Bridging together various sections of the exhibition in a central pivot point, a library area presents books by, amongst others, Chilean poet-diplomat Pablo Neruda, German-American historian and philosopher Hannah Arendt, Martinican writer Édouard Glissant, Martinican poet and politician Aimé Césaire, French-Iranian cartoonist Marjane Satrapi and Palestinian poet-author Mahmoud Darwish. Here, intellectual reflection and literature on exile are consequential and bring forth a plurality of visions.
In contrast, another section of the exhibition, dubbed “Internal Exile,” is cringe-level maladroit. The sheer absurdity of including French artist Eugène Delacroix in an exhibition about exile because he “couldn’t find his place in society after the French Revolution” and moved 30 kilometers outside of Paris to paint bouquets seems like an affront to anyone who has been displaced and reflects a certain tone-deafness of the curator (a French white woman). “The artists presented in this exhibition do not view exile from a distance,” she writes in the wall text—one would hope not, and yet this inclusion dilutes the weight of the theme.

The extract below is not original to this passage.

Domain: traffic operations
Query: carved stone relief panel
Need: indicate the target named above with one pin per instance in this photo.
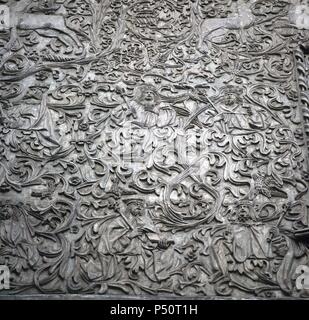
(154, 147)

As Said noted: “Anyone who is really homeless regards the habit of seeing estrangement in everything modern as an affectation,” and, further, “much of the contemporary interest in exile can be traced to the somewhat pallid notion that non-exiles can share in the benefits of exile as a redemptive motif.”
The exhibition concludes with a phenomenon manifested on France’s own soil, not terribly far from Lens itself: the Calais Jungle, located at the northern tip of the country, where nine thousand refugees were detained from 2015 until the camp was dismantled in 2017. This port city has been a byway for displacement throughout Europe for centuries—there have been other camps in Calais over previous years, but this particular shantytown drew global media attention during the height of the European migrant crisis; currently, there is a policy of “no fixation points” for migrants in the region, an attempt to stop large camps from re-forming. In the exhibition, photos by Gilles Raynaldy of Sudanese migrants and their makeshift habitats are presented, adjacent to Bruno Serralongue’s examination, a decade earlier, of the living conditions of refugees trying to cross the Channel to England. Frank Smith’s 2023 Les Films des Objets (Object Films) is a looping series of twelve short films spotlighting items quietly placed on the dunes of Fort Vert. The landscape bears no traces of its recent refugee history, simply showcasing a backdrop of calm sands and blue waters.
The exhibition crystallizes the incredible privilege of remaining secure in the land you’re from and the luxury of choosing where you live—something the average fortunate European viewer has, likely, rarely had to grapple with. What art can do to relay the agony of diaspora and displacement may be relatively insubstantial. Still, it serves as an essential reminder that rootedness is not to be taken for granted in this chaotic world.
“EXILS – Regards d’artistes” is at the Louvre Lens through January 20, 2025.